Introduction

Chapter 1

EDR Components

• Instead of just being a detection software, an EDR is a complex ecosystem of various components co-working with each other to analyze data and prevent malicious actions and software.

• While each EDR vendor adds their own flavor, it is important to know the generic EDR formula so as to get a idea on how the basic underlying systems work.

• It is also to be noted that while the generic formula remains the same, each commercial EDR is vastly different to each other. Red-teamers must keep in mind to model their actions and tooling as per the client's security solution.

Telemetry

• Telemetry in the context of EDRs are the raw data generated by a sensor or the host. This raw data can be refined and analyzed to determine if the actions are malicious or not.

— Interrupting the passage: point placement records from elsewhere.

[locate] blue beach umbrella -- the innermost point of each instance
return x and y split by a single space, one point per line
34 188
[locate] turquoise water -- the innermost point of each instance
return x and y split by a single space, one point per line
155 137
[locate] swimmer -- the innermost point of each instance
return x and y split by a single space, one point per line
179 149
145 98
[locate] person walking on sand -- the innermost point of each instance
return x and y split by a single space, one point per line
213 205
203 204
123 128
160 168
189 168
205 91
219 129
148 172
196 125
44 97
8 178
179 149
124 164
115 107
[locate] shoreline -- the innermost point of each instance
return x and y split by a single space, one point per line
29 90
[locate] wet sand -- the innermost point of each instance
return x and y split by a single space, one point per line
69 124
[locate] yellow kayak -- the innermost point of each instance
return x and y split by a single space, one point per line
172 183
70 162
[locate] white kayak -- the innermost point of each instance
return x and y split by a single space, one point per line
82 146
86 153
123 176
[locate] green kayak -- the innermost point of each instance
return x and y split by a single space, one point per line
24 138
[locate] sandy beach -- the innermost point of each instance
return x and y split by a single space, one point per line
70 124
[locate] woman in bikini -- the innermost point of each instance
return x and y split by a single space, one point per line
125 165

• Every action on the system generates some telemetry in one form or another. These telemetries add up to define a chain of events which can be classified as safe or unsafe.

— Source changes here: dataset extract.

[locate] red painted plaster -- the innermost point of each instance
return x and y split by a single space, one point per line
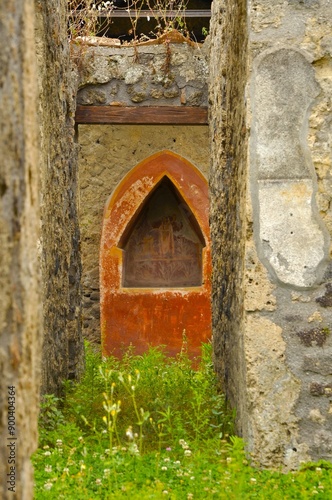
153 316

• On its own, information about how a process was created or a file was accessed rarely provides enough context to make an informed decision regarding actions to be taken. Moreover, a process detected by an EDR can terminate at any point in time. Therefore, it is important for the telemetry feeding into the EDR to be as complete as possible.

• The EDR then passes the data to its detection logic. This detection logic takes all available telemetry and uses some internal method, such as environmental heuristics or static signature libraries, to attempt to ascertain whether the activity was benign or malicious and whether the activity meets its threshold for logging or prevention.

Sensors

• EDR sensors work passively by intercepting data flowing through an internal process, extracting information, and forwarding it to the central agent.

• Because these sensors often need to sit inline of some system process, they must also work incredibly fast. Even minor delays can add up pretty fast.

• Although Windows has numerous telemetry sources available, EDRs typically focus on only a select few. This is because certain sources may lack data quality or quantity, may not be relevant to host security, or may not be easily accessible.

• While some sensors are built into the operating system, such as the native event log, EDRs also introduce their own sensor components to the system, such as drivers, function-hooking DLLs, and minifilters.

Detections

• Detections are the logic that correlates discrete pieces of telemetry with some behavior performed on the system. A detection can check for a singular condition (for example, the presence of a file whose hash matches that of known malware) or a complex sequence of events coming from many different sources (for example, that a child process of chrome.exe was spawned and then communicated over TCP port 88 with the domain controller).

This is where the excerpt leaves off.